"Even if we are often led to desire through the sense of beauty can you say that the beautiful is what we desire?"
Hand leads the discussion into the realm of romance and attraction over dinner. He draws Bertha's attention to the complicated nature of attraction, doubting the purely exterior functions of attraction. Perhaps people are attracted to their mates for reasons which are sometimes masochistic or self-serving, which have nothing to do with complimenting the other person's physical or internal beauty.
"And you never spoke! You had only to speak a word -- to save me from myself. You were trying me."
Rowan explains to Hand that he had been closely observing his friend's actions the previous evening over dinner. He saw every gesture and heard every word of flirtation, but he said nothing. In this quotation Hand accuses Rowan of setting him up for failure by testing his attraction to Bertha in this manner.

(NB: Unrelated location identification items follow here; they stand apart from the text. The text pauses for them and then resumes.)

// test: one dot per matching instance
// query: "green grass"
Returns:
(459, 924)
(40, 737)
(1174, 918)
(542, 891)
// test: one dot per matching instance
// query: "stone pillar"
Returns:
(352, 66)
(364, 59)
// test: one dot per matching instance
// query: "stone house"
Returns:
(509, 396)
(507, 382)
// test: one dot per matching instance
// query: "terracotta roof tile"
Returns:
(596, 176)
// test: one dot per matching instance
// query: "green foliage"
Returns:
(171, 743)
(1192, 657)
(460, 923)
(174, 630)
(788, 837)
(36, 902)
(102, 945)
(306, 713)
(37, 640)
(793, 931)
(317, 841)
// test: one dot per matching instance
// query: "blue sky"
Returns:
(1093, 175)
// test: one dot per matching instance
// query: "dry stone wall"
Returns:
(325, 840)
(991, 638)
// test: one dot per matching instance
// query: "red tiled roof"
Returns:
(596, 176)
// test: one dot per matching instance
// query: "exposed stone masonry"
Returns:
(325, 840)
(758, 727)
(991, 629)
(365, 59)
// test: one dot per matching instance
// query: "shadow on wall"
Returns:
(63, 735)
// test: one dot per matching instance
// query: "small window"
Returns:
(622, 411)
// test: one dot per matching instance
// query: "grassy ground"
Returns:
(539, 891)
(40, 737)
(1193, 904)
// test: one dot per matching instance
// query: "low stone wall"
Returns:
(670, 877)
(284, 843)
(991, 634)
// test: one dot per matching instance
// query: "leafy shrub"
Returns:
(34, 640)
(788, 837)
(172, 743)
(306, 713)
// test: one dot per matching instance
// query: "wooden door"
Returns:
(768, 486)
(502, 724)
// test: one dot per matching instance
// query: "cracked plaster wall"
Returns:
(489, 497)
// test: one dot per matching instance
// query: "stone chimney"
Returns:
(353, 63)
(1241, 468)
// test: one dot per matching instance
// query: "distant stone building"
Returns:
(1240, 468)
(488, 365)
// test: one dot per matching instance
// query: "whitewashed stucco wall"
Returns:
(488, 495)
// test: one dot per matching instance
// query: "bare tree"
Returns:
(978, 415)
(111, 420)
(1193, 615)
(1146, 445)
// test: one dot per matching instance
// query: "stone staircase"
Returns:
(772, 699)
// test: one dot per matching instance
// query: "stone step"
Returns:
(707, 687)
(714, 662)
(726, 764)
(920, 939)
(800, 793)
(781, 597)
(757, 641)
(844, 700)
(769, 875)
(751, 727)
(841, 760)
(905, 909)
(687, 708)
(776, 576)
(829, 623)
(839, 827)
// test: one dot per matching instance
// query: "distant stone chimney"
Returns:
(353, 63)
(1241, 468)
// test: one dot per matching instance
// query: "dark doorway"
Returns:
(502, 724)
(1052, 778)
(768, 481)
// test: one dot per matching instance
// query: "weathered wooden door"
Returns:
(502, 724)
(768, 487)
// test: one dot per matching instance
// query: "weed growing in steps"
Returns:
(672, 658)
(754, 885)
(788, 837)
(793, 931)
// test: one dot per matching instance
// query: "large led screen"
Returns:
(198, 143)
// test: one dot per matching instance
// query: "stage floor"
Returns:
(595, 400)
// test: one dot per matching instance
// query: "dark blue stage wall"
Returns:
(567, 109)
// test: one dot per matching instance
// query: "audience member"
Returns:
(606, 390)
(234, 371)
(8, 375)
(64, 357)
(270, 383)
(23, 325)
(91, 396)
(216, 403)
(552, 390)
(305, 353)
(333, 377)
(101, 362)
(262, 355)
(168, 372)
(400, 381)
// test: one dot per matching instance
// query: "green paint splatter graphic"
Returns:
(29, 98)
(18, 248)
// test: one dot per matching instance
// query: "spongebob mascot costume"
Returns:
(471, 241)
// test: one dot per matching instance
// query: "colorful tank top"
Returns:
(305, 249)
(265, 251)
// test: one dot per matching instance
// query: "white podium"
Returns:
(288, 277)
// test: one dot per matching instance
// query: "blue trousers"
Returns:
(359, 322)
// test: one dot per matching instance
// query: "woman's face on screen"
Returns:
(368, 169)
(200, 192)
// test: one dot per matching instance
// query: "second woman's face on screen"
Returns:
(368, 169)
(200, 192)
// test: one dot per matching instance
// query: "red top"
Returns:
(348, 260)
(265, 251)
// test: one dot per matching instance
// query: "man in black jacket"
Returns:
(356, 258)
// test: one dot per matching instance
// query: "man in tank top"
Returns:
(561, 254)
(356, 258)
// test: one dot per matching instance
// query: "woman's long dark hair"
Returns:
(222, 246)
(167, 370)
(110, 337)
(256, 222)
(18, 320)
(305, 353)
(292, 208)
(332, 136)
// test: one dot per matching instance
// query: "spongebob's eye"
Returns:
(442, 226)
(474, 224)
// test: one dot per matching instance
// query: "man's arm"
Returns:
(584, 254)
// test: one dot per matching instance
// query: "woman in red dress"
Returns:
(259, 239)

"You may then know in soul and body, in a hundred forms, and ever restlessly, what some old theologian, Duns Scotus, I think, called a death of the spirit."
In response to Hand's repeated entreaties of friendship, Rowan confronts his friend with the pain of his real situation. He has watched his wife be stolen in the course of an evening, making Rowan's own mind a horrible place. He doubts himself severely because of her easy betrayal. With a threat, he warns Hand that he may face the same fate having become the perpetrator this time.

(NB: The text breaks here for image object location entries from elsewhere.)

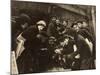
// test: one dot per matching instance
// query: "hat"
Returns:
(41, 22)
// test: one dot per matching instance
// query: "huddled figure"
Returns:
(53, 46)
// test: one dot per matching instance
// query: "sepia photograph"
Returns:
(52, 37)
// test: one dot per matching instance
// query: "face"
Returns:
(25, 25)
(40, 27)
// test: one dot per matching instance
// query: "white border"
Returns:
(5, 36)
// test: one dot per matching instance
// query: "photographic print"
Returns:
(52, 37)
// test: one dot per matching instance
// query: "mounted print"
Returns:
(52, 37)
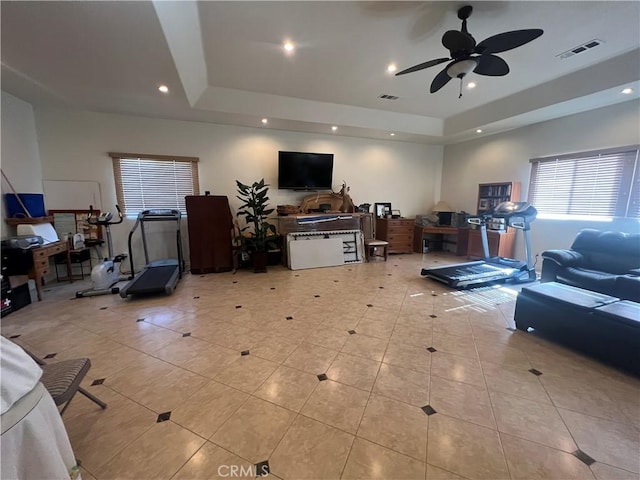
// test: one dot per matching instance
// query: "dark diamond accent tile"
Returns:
(429, 410)
(163, 417)
(262, 469)
(583, 457)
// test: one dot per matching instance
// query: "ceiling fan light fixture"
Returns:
(462, 68)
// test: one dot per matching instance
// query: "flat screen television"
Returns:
(305, 171)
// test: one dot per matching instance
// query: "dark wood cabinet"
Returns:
(398, 232)
(210, 226)
(490, 195)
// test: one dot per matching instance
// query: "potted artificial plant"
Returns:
(254, 236)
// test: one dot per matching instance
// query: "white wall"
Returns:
(20, 156)
(74, 146)
(505, 157)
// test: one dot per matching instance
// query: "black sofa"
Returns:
(600, 261)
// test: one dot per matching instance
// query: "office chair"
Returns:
(62, 379)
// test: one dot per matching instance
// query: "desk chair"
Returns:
(370, 246)
(62, 379)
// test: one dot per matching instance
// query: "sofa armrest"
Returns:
(564, 258)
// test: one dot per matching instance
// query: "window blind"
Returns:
(597, 184)
(154, 182)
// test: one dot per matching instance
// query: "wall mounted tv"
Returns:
(305, 171)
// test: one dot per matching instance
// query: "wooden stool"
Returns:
(370, 248)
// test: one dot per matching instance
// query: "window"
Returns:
(594, 185)
(154, 181)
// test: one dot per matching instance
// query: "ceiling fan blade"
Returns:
(507, 40)
(456, 41)
(441, 80)
(422, 66)
(491, 65)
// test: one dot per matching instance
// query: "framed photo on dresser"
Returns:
(382, 209)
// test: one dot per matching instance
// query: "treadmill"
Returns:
(158, 276)
(493, 270)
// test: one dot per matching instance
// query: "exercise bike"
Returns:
(105, 275)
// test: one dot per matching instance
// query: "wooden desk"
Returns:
(461, 235)
(41, 265)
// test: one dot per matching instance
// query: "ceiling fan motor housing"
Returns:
(462, 68)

"If it were not only something brutal with this person or that -- for a few moments. If it were something fine and spiritual -- with one person only -- with one woman. And perhaps brutal too. It usually comes to that sooner or later. Would you try to forget and forgive that?"

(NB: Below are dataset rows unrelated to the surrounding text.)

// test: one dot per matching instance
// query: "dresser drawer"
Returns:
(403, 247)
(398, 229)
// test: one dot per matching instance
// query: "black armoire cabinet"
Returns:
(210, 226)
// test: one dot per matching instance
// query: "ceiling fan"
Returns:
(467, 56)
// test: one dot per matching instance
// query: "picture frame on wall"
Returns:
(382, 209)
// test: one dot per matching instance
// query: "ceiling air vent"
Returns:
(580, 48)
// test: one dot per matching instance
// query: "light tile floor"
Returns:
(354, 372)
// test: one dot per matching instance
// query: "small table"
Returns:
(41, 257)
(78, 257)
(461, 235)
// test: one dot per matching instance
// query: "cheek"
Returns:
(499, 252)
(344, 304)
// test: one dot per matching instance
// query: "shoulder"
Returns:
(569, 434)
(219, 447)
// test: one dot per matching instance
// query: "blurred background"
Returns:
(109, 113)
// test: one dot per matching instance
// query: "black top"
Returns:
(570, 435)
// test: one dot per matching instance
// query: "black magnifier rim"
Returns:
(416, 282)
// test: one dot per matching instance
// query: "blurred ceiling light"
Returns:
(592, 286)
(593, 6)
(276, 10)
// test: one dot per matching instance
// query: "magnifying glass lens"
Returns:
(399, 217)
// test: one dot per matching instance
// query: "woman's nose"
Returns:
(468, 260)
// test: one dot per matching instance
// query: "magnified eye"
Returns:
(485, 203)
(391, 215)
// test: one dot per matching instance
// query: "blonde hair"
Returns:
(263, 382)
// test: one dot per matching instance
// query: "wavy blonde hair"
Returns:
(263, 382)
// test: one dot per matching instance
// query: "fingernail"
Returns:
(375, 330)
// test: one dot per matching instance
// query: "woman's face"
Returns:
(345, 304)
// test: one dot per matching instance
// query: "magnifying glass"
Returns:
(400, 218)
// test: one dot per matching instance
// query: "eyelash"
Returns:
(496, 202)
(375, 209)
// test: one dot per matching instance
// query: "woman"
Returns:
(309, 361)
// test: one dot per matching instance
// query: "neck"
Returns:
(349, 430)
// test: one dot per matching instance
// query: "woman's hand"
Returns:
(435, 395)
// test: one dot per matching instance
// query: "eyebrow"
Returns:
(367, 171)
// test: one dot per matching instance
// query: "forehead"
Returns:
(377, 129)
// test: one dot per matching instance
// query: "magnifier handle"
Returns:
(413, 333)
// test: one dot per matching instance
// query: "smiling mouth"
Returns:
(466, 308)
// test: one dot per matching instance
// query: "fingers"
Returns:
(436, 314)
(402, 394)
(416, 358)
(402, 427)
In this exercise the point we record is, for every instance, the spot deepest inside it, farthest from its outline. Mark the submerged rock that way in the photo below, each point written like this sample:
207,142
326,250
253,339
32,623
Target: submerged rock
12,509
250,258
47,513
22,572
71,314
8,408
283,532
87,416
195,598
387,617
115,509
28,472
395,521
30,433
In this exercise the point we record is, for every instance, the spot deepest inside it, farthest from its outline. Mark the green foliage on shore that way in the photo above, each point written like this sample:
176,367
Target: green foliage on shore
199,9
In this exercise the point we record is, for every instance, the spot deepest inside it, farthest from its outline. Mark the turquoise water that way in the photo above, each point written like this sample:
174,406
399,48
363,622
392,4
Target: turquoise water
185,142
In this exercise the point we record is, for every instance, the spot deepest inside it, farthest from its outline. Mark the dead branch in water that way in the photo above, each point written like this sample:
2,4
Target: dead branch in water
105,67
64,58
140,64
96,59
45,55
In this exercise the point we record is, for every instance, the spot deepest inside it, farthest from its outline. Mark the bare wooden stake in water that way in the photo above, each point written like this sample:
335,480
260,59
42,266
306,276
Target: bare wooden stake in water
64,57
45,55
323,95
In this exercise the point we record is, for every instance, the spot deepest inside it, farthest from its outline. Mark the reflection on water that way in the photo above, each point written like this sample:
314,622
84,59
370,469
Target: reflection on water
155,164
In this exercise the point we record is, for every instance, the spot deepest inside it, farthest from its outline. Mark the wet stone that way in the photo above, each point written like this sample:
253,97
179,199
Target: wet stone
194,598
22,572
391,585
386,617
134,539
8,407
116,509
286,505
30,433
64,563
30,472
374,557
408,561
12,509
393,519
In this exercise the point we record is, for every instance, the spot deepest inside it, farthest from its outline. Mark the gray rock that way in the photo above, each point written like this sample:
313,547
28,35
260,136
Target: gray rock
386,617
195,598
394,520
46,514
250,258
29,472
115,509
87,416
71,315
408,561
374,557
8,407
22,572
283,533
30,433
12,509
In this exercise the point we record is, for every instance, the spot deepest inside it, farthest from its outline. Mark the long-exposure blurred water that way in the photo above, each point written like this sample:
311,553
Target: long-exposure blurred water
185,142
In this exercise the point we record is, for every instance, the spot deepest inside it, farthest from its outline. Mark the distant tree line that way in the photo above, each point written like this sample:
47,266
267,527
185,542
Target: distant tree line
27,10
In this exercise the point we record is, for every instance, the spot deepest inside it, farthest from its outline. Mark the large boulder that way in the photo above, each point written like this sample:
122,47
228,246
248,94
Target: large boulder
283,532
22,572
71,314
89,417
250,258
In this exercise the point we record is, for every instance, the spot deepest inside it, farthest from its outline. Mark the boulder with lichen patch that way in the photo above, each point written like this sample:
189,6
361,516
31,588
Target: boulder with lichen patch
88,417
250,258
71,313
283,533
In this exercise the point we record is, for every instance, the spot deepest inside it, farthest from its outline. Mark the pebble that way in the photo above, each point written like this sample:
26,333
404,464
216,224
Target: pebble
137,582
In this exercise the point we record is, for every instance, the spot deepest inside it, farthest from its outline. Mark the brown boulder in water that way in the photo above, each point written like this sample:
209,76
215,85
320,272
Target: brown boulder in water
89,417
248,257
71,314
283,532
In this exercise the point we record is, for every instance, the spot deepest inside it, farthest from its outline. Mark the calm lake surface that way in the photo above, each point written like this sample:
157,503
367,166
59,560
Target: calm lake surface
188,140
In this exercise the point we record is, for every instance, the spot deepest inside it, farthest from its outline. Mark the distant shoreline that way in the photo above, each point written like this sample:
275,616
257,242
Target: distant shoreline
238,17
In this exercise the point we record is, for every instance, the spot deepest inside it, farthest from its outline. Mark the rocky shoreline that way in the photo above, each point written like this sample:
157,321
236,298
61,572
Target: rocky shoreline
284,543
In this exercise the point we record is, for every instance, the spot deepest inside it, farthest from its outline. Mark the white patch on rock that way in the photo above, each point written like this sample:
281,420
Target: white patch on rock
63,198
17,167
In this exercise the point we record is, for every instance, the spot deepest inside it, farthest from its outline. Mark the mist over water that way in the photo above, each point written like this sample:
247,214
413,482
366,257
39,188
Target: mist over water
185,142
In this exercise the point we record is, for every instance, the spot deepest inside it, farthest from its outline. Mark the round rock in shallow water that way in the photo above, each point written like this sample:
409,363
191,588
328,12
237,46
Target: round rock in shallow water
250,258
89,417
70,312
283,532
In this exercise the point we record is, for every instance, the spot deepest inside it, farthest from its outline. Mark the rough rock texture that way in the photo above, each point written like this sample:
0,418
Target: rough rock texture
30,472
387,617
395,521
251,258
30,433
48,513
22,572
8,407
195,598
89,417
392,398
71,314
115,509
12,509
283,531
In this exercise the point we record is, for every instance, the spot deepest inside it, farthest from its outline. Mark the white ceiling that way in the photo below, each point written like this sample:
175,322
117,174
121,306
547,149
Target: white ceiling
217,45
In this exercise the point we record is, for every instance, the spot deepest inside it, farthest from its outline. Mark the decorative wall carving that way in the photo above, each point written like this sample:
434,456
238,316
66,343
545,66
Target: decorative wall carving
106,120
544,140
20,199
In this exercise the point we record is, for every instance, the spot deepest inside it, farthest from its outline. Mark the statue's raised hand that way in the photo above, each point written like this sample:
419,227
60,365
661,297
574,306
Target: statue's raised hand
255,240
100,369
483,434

Confronting his wife, Rowan uses hypotheticals to trick her into condemning herself. He asks her to imagine him in Hand's place. Would she forgive him? Mirroring their conversation at the dinner party regarding Hand's advances, Rowan makes her the judge of her own fate and eagerly awaits her answer. He demonstrates a pattern of cynicism in which he sets loved ones up for decisions which he anticipates they will fail, speaking to a deeper sense of insecurity in which Rowan does not feel eligible for love.